Four months after graduating from Yale, Chris Rovzar ’03 was working long days as an editorial assistant at the New York Sun. To relax, he would read gossip and culture blogs and newspapers, such as Gawker and Page Six. And then, he said, it dawned on him: Why wouldn’t he want to work at a place like that?
Now Rovzar does. A senior editor of New York Magazine’s Daily Intel blog, he writes posts on any given day about the economic crisis, presidential candidate Sen. Barack Obama’s tax plan, the New York Knicks and “Gossip Girl” (which the blog dutifully chronicles each week, calling it the “Greatest Show of Our Time”).
Before moving to the blog, Rovzar worked as a reporter for New York Daily News, where he worked for the Rush & Molloy gossip column and wrote features. He also studied in Spain on a Fulbright scholarship in 2006.
Rovzar, who got his start in journalism as a scene editor, spoke recently to the News about blogging, Gawker, the presidential race and, of course, “Gossip Girl.”
QWhat do you like about blogging?
AI like that I get to laugh all day. We try to keep it light-hearted even though we write about serious stuff. I’m entertaining people when they are at their desks.
QYou’ve been blogged about on Gawker. What’s that like?
AYou know, it’s fine. I know a lot of the people who write Gawker and some people who have written for it in the past are some of my best friends, so people tend to write about people they know. I think people who get offended who get a blog like Gawker are people who are older or out of touch with blog culture, so they don’t realize there is no malice there.
QHow do you find the humor in topics like the economic crisis?
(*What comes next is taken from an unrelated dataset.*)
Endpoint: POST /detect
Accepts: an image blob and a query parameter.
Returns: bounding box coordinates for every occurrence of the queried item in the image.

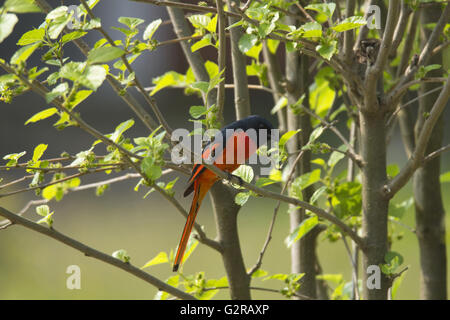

AThere’s always something to laugh about in any given story. Every story about the economic crisis, or every story about some politician or politics, has people in it. You can make John McCain, or Hank Paulson, or Ben Bernanke, or Sarah Palin or Barack Obama or whoever, you know, Mayor Mike Bloomberg into a persona. So we try to treat those people, not as if they are very distant, faraway people who we would never know, but we try treat them as though they are our friends. They are people that we can tease. We know their idiosyncrasies.
QSarah Palin seems to have worked wonders for blogging culture.
AThere’s immediate feedback as to what stories people are interested in, and the truth of the matter is people are obsessed with Sarah Palin. I thought it would die down the first month after she got picked. People cannot get enough of her. Occasionally there are things that happen, that we write about, that we pick up on that people just love reading about, and of course we want to give our readers what they want. Sarah Palin happens to be someone whom there is a whole wealth of things to write about. We write more about Obama and McCain, but we write about Palin way more than we write about Joe Biden, just because she’s 10 times more interesting.
QWhy is “Gossip Girl” the “Greatest Show of Our Time?”
AI think the short answer is it’s campier than “90210,” but the acting is at once better, the writing is sharper, and, even though it’s completely ridiculous, it’s just super fun to watch. You know how “Sex and the City” sort of created this world where a woman who has a low-paying freelance writing job can have the most fabulous clothes, and she can drink fishbowl-size margaritas and she never has to work?
There’s just this fantasy world of how 30-something women are living that nobody could actually live. That’s the way “Gossip Girl” treats high school. No matter what you’ve done, certain experiences in high school are universal. So everyone can look back and say ‘Oh my gosh, there was that mean girl,’ ‘Oh my gosh, I was that nerd,’ ‘Oh there was that really hot guy who was stupid but everyone loved him.’ It’s all so recognizable. It doesn’t matter. There are no stakes. They are kids. They are going to grow up, it will all be fine, no one’s going to die. It still manages to get a heightened sense of drama. It’s like “Cruel Intentions,” except for “Gossip Girl” is funny.